You are viewing a plain text version of this content. The canonical link for it is here.
Posted to issues-all@impala.apache.org by "ASF subversion and git services (Jira)" <ji...@apache.org> on 2020/01/17 20:27:00 UTC

[jira] [Commented] (IMPALA-9010) Support pre-defined mask types from Ranger UI

    [ https://issues.apache.org/jira/browse/IMPALA-9010?page=com.atlassian.jira.plugin.system.issuetabpanels:comment-tabpanel&focusedCommentId=17018287#comment-17018287 ] 

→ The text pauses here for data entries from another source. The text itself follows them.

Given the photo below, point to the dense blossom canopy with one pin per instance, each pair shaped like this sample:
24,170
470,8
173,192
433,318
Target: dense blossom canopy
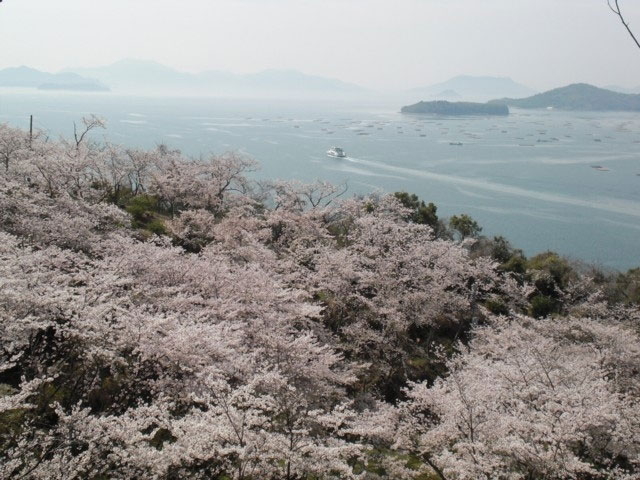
162,317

ASF subversion and git services commented on IMPALA-9010:
---------------------------------------------------------

Commit 09363842712f8429899776a0f1c56b2eba6d7073 in impala's branch refs/heads/master from stiga-huang
[ https://gitbox.apache.org/repos/asf?p=impala.git;h=0936384 ]

IMPALA-9010: Add builtin mask functions

There're 6 builtin GenericUDFs for column masking in Hive:
  mask_show_first_n(value, charCount, upperChar, lowerChar, digitChar,
      otherChar, numberChar)
  mask_show_last_n(value, charCount, upperChar, lowerChar, digitChar,
      otherChar, numberChar)
  mask_first_n(value, charCount, upperChar, lowerChar, digitChar,
      otherChar, numberChar)
  mask_last_n(value, charCount, upperChar, lowerChar, digitChar,
      otherChar, numberChar)
  mask_hash(value)
  mask(value, upperChar, lowerChar, digitChar, otherChar, numberChar,
      dayValue, monthValue, yearValue)

Description of the parameters:
   value      - value to mask. Supported types: TINYINT, SMALLINT, INT,
                BIGINT, STRING, VARCHAR, CHAR, DATE(only for mask()).
   charCount  - number of characters. Default value: 4
   upperChar  - character to replace upper-case characters with. Specify
                -1 to retain original character. Default value: 'X'
   lowerChar  - character to replace lower-case characters with. Specify
                -1 to retain original character. Default value: 'x'
   digitChar  - character to replace digit characters with. Specify -1
                to retain original character. Default value: 'n'
   otherChar  - character to replace all other characters with. Specify
                -1 to retain original character. Default value: -1
   numberChar - character to replace digits in a number with. Valid
                values: 0-9. Default value: '1'
   dayValue   - value to replace day field in a date with.
                Specify -1 to retain original value. Valid values: 1-31.
                Default value: 1
   monthValue - value to replace month field in a date with. Specify -1
                to retain original value. Valid values: 0-11. Default
                value: 0
   yearValue  - value to replace year field in a date with. Specify -1
                to retain original value. Default value: 1

In Hive, these functions accept variable length of arguments in
non-restricted types:
   mask_show_first_n(val)
   mask_show_first_n(val, 8)
   mask_show_first_n(val, 8, 'X', 'x', 'n')
   mask_show_first_n(val, 8, 'x', 'x', 'x', 'x', 2)
   mask_show_first_n(val, 8, 'x', -1, 'x', 'x', '9')
The arguments of upperChar, lowerChar, digitChar, otherChar and
numberChar can be in string or numeric types.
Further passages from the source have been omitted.